Merchandising Vice President, Wood
Floor & Decor
While her career began in marketing, Stacey Spilman found her passion in product and migrated into merchandising. She has held key positions for single-unit specialty retail stores all the way to large retailers such as The Home Depot. As Merchandising Vice President of Wood for Floor & Decor, Spilman leads a team in the development, procurement, and sales of products including solid prefinished wood, engineered prefinished wood, bamboo, cork, and unfinished wood.
When it comes to working in the wood flooring industry, Spilman likes the mix of longevity and trend.
“Wood flooring adds value to your home, and it can last a lifetime,” explains Spilman. “There are so many options, you can make a selection that reflects your personality and style, and trends really do change. They are more subtle in hardwood flooring than some other categories, but they do definitely change.”
As a company, the Floor & Decor Cares program gives team members the opportunity to participate in charitable community initiatives. Spilman has taken part in Habitat for Humanity builds through those efforts. For nearly 10 years, she has participated in Team in Training endurance events to raise funds for the Leukemia & Lymphoma Society.
Many women have inspired Spilman throughout the years.
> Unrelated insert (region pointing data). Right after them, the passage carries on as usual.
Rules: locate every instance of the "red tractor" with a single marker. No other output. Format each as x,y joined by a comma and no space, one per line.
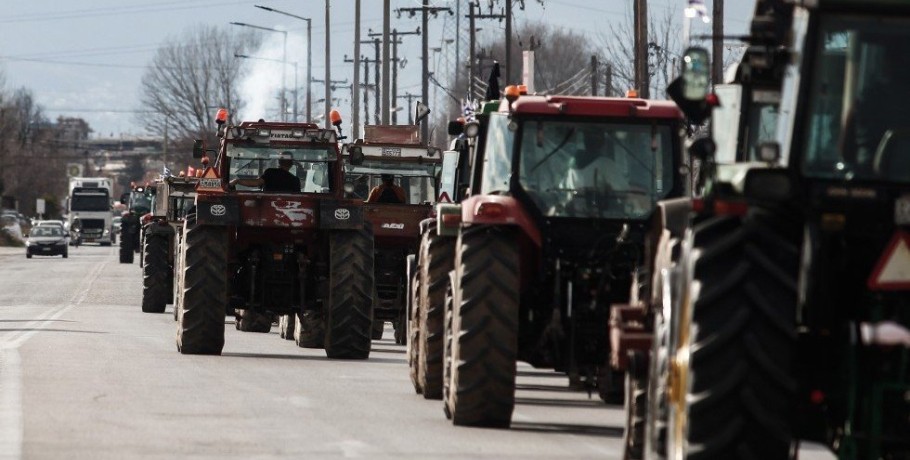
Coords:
560,199
262,245
395,154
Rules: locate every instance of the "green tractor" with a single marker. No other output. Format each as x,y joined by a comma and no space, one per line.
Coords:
139,203
789,298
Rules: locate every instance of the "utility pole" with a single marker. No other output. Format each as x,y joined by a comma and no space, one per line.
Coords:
410,97
642,80
594,75
394,61
355,88
366,86
426,10
328,67
717,67
386,61
608,81
473,65
508,78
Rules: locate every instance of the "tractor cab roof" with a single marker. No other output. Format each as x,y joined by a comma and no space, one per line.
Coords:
592,107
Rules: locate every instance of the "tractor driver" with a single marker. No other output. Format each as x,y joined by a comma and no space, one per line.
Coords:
387,192
278,179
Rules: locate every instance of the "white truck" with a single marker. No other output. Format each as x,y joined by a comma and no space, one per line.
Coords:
89,206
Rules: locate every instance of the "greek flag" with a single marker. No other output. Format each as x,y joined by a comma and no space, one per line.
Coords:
697,8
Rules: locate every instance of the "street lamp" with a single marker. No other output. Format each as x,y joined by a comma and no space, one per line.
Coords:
294,92
284,104
309,56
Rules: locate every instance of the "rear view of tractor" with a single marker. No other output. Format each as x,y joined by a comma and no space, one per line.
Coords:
139,203
791,293
561,196
401,172
174,197
272,235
She notes how seeing a woman in the CEO role at her first professional job was important because it set a standard and reinforced that those positions could be held by women. It still rings true today for Spilman, as she joined Floor & Decor under the leadership of Lisa Laube, who is now president of the company.
“Know your business and own your business,” advises Spilman. “Respect yourself and expect others to respect you. Treat others with respect. Be approachable and support those around you who take ownership of their careers. Find a mentor and be a mentor.”
Carving Out Their Own Path
An Ernst & Young (EY) survey of some of the world’s largest family businesses found that family businesses believe in the value of women in leadership overall, not only women family members. Further, 70 percent of family businesses surveyed were considering a woman for their next CEO.? More than 40 percent stated women family members had become more interested in joining the business during the past three years.?
Family businesses are at the heart of the wood flooring industry. Many women grow up learning the ropes of the business, later stepping into key roles for the company, all while representing the second, third, or fourth generation of their family to do so. Hardwood Floors asked some of these up-and-coming women about their experience working in the family business.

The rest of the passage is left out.